Modifications of the private old-age pension funded scheme

  • The initial contribution rate was set at 9% of the gross wage. However, it has been lowered to 4% as of September 2012 in reaction to the economic crisis. The contribution rate shall be increased again by 0.25% every year between 2017 and 2024 to reach 6% (European Commission and Social Protection Committee 2015; OECD 2015; Bednárik 2015).
  • Since its introduction, the enrolment principle has changed several times. The participation was initially mandatory for workers entering the labour market for the first time whereas other workers aged up to 47 had the possibility to choose to join the mixed scheme by 30 June 2006 or to remain in the public scheme only. From January 2008 to March 2012 the participation was on a voluntary basis. It became mandatory again for all new entrants to the workforce from April 2012, although they were able to opt out within the first 2 years of employment. In total, the personal account scheme was opened temporarily four times to enable participants to opt out. Since 1 January 2013 new entrants to the social security system are automatically enrolled only in the first pillar, but up to the age of 35 might voluntarily apply for membership in the second pillar (OECD 2015; European Commission and Social Protection Committee 2015).
  • The minimum contribution period for pension entitlements in the second pillar was initially set at 15 years. However, since April 2012 it has been reduced to 10 years and since 1 January 2015 there has been no minimum contribution period (see European Commission and Social Protection Committee 2015; OECD 2015).

Further expected changes:

  • In line with the country specific recommendations and in order to reach the 2020 national employment target, the pensionable age is expected to be automatically linked to the development of the life expectancy from 2017 (e.g.
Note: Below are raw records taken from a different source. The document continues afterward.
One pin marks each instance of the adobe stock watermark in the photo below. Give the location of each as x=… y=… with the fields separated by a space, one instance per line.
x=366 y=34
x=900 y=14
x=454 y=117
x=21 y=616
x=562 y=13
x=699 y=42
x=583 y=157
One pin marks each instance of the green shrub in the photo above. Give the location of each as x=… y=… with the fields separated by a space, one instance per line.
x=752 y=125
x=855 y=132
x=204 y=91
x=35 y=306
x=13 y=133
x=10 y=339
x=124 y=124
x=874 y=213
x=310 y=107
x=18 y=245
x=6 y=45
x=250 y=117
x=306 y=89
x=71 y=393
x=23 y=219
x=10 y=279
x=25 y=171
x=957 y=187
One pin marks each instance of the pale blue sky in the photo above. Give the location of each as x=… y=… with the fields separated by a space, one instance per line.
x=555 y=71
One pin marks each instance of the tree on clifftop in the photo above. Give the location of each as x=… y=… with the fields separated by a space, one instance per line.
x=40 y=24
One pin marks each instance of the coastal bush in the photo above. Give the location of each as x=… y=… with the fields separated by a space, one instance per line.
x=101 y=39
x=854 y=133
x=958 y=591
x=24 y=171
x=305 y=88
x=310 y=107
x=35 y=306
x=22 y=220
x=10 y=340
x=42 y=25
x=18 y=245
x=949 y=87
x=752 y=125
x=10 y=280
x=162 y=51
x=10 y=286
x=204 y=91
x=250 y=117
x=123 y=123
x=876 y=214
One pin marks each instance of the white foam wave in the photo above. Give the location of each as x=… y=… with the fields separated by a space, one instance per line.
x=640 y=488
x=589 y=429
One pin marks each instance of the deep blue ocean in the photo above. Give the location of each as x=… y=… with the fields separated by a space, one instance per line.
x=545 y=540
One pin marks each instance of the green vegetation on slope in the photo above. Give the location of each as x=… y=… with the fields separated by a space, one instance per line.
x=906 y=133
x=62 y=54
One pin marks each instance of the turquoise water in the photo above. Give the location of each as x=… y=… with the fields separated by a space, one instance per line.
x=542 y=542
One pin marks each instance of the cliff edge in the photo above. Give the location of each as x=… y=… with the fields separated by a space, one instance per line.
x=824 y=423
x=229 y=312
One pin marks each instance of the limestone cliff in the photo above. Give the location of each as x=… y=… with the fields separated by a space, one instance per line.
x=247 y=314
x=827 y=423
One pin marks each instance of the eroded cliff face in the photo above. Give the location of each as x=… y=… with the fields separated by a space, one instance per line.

Bednárik 2015; OECD 2015). However, the continually negative situation in the Slovak labour market leaves the question of older employees’ participation rather open (European Commission and Social Protection Committee 2015). Moreover, trade unions do not agree with unlimited adjustments of pensionable age in particular with respect to blue collar workers. They call for lower standard retirement age for people employed in arduous occupations.